A New Challenge to Einstein? (good discussion about that link posted yesterday) - jacquesm
http://blogs.discovermagazine.com/cosmicvariance/2009/10/12/a-new-challenge-to-einstein/
======
Eliezer
Likelihood ratio not strong enough at this point. There's a reason why
physicists don't go with the usual p-value of 0.05, and that's because, at
that level, most of your results are coincidence. If you really take your
science seriously, 0.0001 is a reasonable level.
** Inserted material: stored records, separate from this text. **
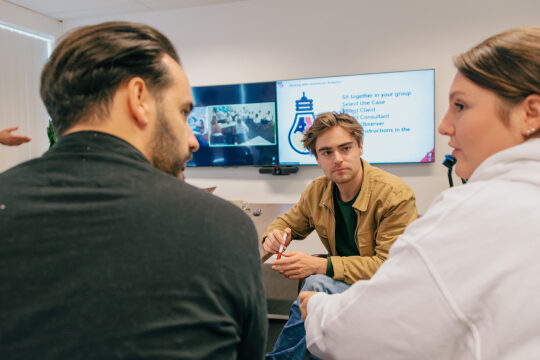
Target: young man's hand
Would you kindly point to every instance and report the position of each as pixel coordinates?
(274, 239)
(298, 265)
(7, 138)
(304, 297)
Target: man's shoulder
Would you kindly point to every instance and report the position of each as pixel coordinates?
(383, 180)
(318, 185)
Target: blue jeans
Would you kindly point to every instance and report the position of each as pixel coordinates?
(291, 343)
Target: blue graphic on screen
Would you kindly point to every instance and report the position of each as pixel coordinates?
(302, 122)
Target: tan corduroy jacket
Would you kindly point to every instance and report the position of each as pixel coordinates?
(385, 206)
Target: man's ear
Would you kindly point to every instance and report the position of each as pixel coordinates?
(139, 101)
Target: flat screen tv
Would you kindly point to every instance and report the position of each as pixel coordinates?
(396, 110)
(234, 124)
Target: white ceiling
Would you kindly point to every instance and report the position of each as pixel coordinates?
(73, 9)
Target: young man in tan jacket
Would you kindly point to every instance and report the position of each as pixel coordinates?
(357, 210)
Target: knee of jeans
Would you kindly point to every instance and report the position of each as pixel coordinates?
(316, 282)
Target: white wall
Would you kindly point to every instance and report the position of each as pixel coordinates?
(264, 40)
(29, 20)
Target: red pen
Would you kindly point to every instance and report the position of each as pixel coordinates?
(281, 246)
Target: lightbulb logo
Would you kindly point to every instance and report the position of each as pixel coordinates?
(302, 122)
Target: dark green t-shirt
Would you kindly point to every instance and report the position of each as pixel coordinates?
(346, 221)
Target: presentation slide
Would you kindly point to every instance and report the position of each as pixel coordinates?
(396, 110)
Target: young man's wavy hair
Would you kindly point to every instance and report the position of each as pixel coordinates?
(91, 62)
(328, 120)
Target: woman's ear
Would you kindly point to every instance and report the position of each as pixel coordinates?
(139, 99)
(531, 125)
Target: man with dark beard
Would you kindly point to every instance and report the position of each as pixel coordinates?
(105, 256)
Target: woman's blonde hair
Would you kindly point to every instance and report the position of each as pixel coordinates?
(507, 64)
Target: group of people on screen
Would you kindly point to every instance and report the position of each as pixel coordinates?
(106, 253)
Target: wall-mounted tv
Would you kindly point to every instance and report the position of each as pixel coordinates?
(396, 110)
(234, 124)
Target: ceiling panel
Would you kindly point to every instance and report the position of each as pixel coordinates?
(72, 9)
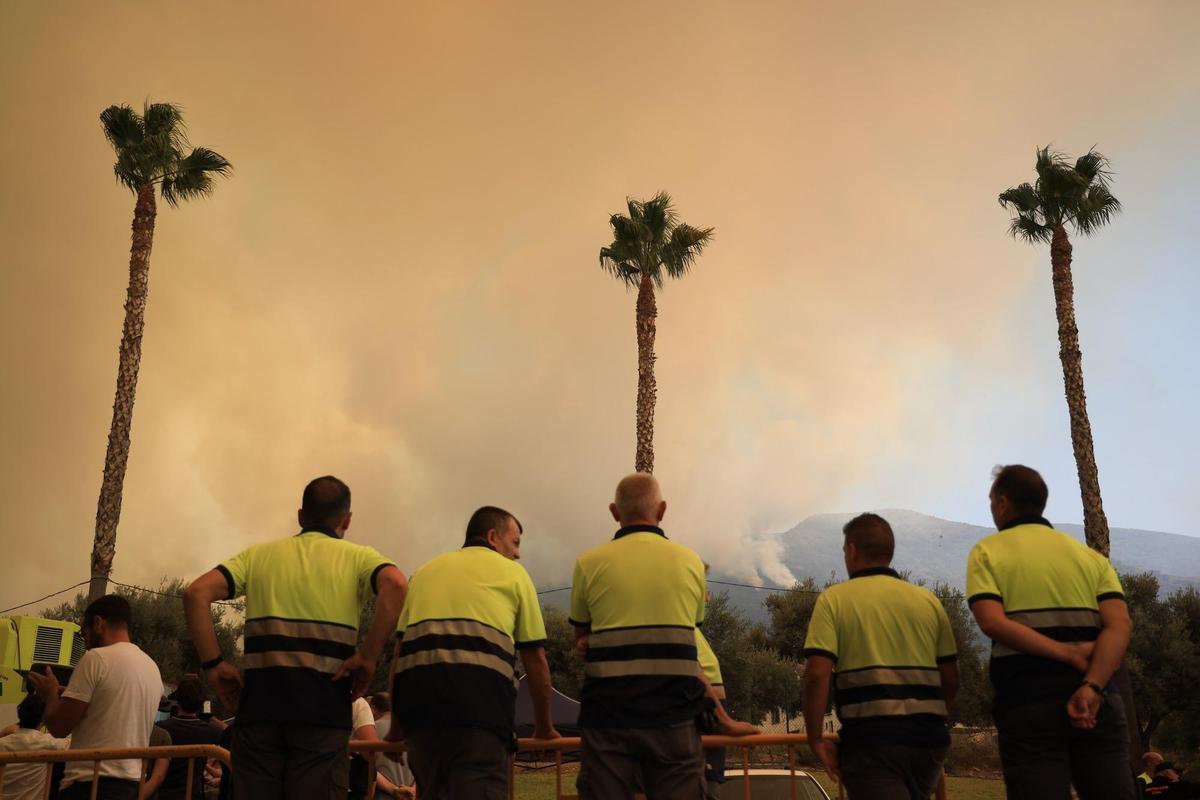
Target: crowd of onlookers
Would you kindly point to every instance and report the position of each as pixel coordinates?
(183, 719)
(879, 648)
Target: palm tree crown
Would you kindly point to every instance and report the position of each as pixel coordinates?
(151, 148)
(1065, 193)
(652, 241)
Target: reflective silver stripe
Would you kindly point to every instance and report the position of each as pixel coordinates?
(641, 667)
(891, 708)
(1057, 618)
(891, 677)
(460, 627)
(307, 630)
(438, 656)
(643, 636)
(291, 659)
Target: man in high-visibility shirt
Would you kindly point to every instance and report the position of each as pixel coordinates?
(467, 617)
(888, 647)
(1059, 624)
(301, 668)
(636, 602)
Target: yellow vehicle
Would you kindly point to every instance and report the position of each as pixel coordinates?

Big kudos to the study authors for graphing the likelihoods in explicitly
Bayesian terms, so that the above is fairly clearly spelled out. They've found
something that's worthy of further investigation, just in case. But for now,
I'd take bets at pretty heavy odds in favor of this not going anywhere.

------
zeynel1
If you look at the original paper Section I. Modeling deviations from GR,
their equation 1 gives the metric they've decided to use for this paper. This
equation contains 2 "Newtonian potentials describing temporal and spatial
perturbations to the metric." In other words, the paper is about testing
Newtonian parameters. They refer to this paper as the source of their equation
1:

Cosmological Perturbation Theory in the Synchronous and Conformal Newtonian
Gauges by Ma and Bertschinger. <http://arxiv.org/abs/astro-ph/9506072> Again,
it's about Newtonian parameters.